Comme ce mot : toujours ! dit par lui sur le seuil
Du bonheur des élus payera leur accueil !
Il le sait, et près d’eux, il sent bien en lui-même
Qu’on peut se faire un ciel de la terre où l’on aime.
Plus loin c’est un combat librement entrepris,
Ici c’est le repos entre des bras chéris.
Ah ! va-t-il s’arrêter pour respirer cette âme ?
Va-t-il se souvenir qu’il est né d’une femme ?
L’arbre qui sur le monde un jour doit dominer,
Dans cet étroit jardin va-t-il s’enraciner,
Et, n’offrant son appui qu’à cette jeune vigne,
Le chêne est-il perdu pour un fardeau plus digne ?
Si c’est le cœur humain qui dans vous a battu,
Si c’est bien notre chair qui vous a revêtu,
Et si tout fils d’Adam, né du même lignage,
O maître, a droit de voir en vous sa propre image ;
Ce n’est ni le désert, ni la tour de Sion
Qui vous ont vu trembler dans la tentation,
Ni le bois d’oliviers qui, le jour du supplice,
Vous a vu repousser le plus amer calice !
« O Verbe, dont la flamme habite dans ma cendre,
Chez un autre que moi ne pouviez-vous descendre,
Et donner à porter à des pieds moins tremblants
Ce Sauveur retardé depuis quatre mille ans ?
Oh ! terrible union d’une double nature,
Du Verbe créateur avec la créature !
Oh ! brisement du sein qui contient l’infini !
A la chair d’un mortel pourquoi vous être uni ;
Ou pourquoi votre esprit, touchant notre matière,
Ne la peut-il, Seigneur, consumer tout entière ?
Comment de l’homme en vous est-il assez resté
Pour trembler et souffrir dans la divinité ?
Tout mortel à me voir me prendrait pour un frère,
Et s’il m’appelle ainsi sa bouche est téméraire ;
Lorsqu’au-devant de moi je sens son cœur venir,
Je voudrais l’embrasser, et je dois le bénir !
Mon front doit se voiler devant un regard tendre.
L’amour qui m’est offert c’est à Dieu de le rendre.
Je ne puis me donner selon mes doux penchants,
Car j’appartiens à tous et surtout aux méchants !
Et ceux qui m’ont aimé de l’amour la plus forte
N’ont fait qu’unir leur croix à celle que je porte. »
Il passa : la prière abrégea le combat ;
Et les Anges ont dit qu’une larme tomba.
Larme attestant l’effort, mais que Jésus avoue ;
L’urne des séraphins la reçut de sa joue,
Et des pauvres humains par un amour brisés
Les cœurs faibles et doux y seront baptisés.
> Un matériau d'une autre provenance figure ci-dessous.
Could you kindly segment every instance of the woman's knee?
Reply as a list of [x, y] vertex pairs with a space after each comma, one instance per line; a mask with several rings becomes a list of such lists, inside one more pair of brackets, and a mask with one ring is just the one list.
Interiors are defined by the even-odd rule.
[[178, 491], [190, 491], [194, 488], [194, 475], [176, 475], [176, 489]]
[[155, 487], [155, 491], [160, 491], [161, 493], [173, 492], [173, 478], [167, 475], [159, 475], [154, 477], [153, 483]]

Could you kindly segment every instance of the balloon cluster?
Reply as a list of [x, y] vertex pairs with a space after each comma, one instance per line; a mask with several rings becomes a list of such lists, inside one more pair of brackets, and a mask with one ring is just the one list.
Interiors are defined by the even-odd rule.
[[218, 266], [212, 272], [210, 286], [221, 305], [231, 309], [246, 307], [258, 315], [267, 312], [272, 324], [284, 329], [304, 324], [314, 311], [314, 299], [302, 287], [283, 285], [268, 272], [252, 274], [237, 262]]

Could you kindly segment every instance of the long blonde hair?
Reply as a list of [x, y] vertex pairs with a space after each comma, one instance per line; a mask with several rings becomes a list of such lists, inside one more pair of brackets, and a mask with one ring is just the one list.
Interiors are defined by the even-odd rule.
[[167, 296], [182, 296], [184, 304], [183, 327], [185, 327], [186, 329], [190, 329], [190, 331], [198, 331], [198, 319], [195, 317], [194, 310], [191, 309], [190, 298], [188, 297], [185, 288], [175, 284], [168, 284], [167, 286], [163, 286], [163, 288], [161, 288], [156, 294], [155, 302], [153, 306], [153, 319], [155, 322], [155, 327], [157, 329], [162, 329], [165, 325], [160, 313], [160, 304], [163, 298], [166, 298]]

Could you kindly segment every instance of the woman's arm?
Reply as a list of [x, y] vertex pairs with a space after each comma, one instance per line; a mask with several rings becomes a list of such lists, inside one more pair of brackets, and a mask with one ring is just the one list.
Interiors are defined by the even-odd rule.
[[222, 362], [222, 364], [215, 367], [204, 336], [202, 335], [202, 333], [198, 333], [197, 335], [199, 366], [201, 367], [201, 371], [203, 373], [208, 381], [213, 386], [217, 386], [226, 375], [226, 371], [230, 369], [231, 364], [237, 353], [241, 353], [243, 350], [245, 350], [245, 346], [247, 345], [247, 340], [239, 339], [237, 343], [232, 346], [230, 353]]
Or, il marchait, rempli de cette ardeur plus prompte
Que puise dans la lutte une âme qui se dompte,
Prêt à tous les périls que Dieu dans ses desseins
Suscite à chaque pas sur la route des saints.
IV
Il atteignait déjà cette âpre solitude
Que l’âme des plus forts trouve souvent trop rude ;
Ce royaume du vide où l’air même tarit ;
Où l’homme ne vit pas si Dieu ne l’y nourrit.
Il s’offrait aux périls de ces luttes secrètes
Que cachent le désert et les longues retraites.
Seul avec l’Esprit-Saint, il vécut dans ces lieux
Pleins d’étranges terreurs, d’ennemis merveilleux,
Dont la nature aux yeux de l’homme qu’elle entraîne,
S’entoure pour le vaincre et rester souveraine.
Durant quarante jours, sur les sommets ardus
Qu’interdit le vertige aux voyants éperdus,
Il habita, jeûnant de toute nourriture
Par l’homme préparée ou prise à la nature ;
Sevrant surtout son âme, attentif à bannir
Tout terrestre aliment et jusqu’au souvenir ;
Faisant place au Seigneur, rendant son cœur semblable
A la virginité de la neige et du sable ;
Et, pour garder au Verbe un vase sans levain,
N’admettant rien en soi si ce n’est le divin.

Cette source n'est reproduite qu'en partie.